Le banane ebbero allora un enorme successo nel mercato statunitense e la United Fruit tradusse quegli studi in pubblicità di successo.

3. Il claim superfood non è accettato

Oggi non sarebbe possibile portare sul mercato una campagna pubblicitaria come quella della “United Fruit Company”. La European Food Safety Authority (EFSA), agenzia europea per la sicurezza alimentare che fornisce pareri scientifici riguardo alla sicurezza alimentare, non ha ammesso il termine “superfood”. Viene infatti considerato generalista ed è possibile utilizzarlo solo se specificato con un claim, tra quelli ammessi dall’EFSA, che definisca le caratteristiche benefiche dell’alimento.

Nonostante la legislazione, di superfood si continua a parlare molto e la loro fortuna sul mercato cresce e si sviluppa a ondate.

Nel 2017, ad esempio, lo zenzero ha registrato un boom di vendite, nel 2019 il latte di cocco, mentre nel 2020 le vendite di avocado sono cresciute del 115%.
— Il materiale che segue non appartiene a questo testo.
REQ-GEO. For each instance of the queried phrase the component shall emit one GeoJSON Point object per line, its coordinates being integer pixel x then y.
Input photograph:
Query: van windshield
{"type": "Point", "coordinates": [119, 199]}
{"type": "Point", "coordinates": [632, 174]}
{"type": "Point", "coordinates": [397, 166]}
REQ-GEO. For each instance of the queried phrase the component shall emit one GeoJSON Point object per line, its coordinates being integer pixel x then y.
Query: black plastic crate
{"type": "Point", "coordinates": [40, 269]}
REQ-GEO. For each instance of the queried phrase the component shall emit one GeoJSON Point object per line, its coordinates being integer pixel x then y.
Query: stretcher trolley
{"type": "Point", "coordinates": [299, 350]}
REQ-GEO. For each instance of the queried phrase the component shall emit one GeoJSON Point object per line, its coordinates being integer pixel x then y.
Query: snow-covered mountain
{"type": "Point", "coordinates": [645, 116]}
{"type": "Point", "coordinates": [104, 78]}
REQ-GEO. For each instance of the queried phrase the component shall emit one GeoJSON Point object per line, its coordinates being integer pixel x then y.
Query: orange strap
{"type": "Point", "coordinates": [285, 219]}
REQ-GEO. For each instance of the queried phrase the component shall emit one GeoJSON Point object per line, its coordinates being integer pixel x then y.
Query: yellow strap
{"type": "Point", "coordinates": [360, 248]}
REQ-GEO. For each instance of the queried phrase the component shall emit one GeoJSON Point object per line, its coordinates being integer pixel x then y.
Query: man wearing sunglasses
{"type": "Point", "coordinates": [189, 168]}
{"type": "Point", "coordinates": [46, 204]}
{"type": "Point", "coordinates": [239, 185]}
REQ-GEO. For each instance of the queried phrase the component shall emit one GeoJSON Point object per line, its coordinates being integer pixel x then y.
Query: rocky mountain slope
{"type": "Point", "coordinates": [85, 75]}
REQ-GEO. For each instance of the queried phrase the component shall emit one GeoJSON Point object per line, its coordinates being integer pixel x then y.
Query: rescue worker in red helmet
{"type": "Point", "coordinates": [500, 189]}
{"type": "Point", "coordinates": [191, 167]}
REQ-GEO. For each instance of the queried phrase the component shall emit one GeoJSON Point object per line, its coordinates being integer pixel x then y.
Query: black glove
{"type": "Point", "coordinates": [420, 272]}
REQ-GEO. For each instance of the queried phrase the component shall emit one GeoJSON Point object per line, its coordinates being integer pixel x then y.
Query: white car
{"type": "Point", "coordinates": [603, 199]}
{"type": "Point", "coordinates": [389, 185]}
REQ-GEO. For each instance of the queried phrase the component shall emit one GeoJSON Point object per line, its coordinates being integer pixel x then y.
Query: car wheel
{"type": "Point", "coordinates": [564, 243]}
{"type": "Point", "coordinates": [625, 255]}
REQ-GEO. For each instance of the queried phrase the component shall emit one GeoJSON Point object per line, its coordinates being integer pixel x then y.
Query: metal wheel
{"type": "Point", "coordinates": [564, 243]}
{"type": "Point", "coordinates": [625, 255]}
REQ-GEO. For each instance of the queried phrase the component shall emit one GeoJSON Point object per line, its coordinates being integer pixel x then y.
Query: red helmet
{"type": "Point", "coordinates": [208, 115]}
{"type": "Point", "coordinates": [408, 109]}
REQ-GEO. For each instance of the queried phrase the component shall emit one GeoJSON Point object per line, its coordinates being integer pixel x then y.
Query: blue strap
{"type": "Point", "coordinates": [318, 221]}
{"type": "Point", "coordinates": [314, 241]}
Uno dei rischi legato a queste mode è quello di mettere sotto i riflettori alcuni alimenti oscurandone altri e dimenticando di considerare il valore che ha una dieta varia sul nostro benessere e sulla nostra salute.

Altro aspetto da considerare è che, come le banane della United Fruit, così molti degli alimenti considerati dei superfood sono importati e il loro largo consumo pone delle questioni di sostenibilità ambientale e sociale che non possono essere dimenticate.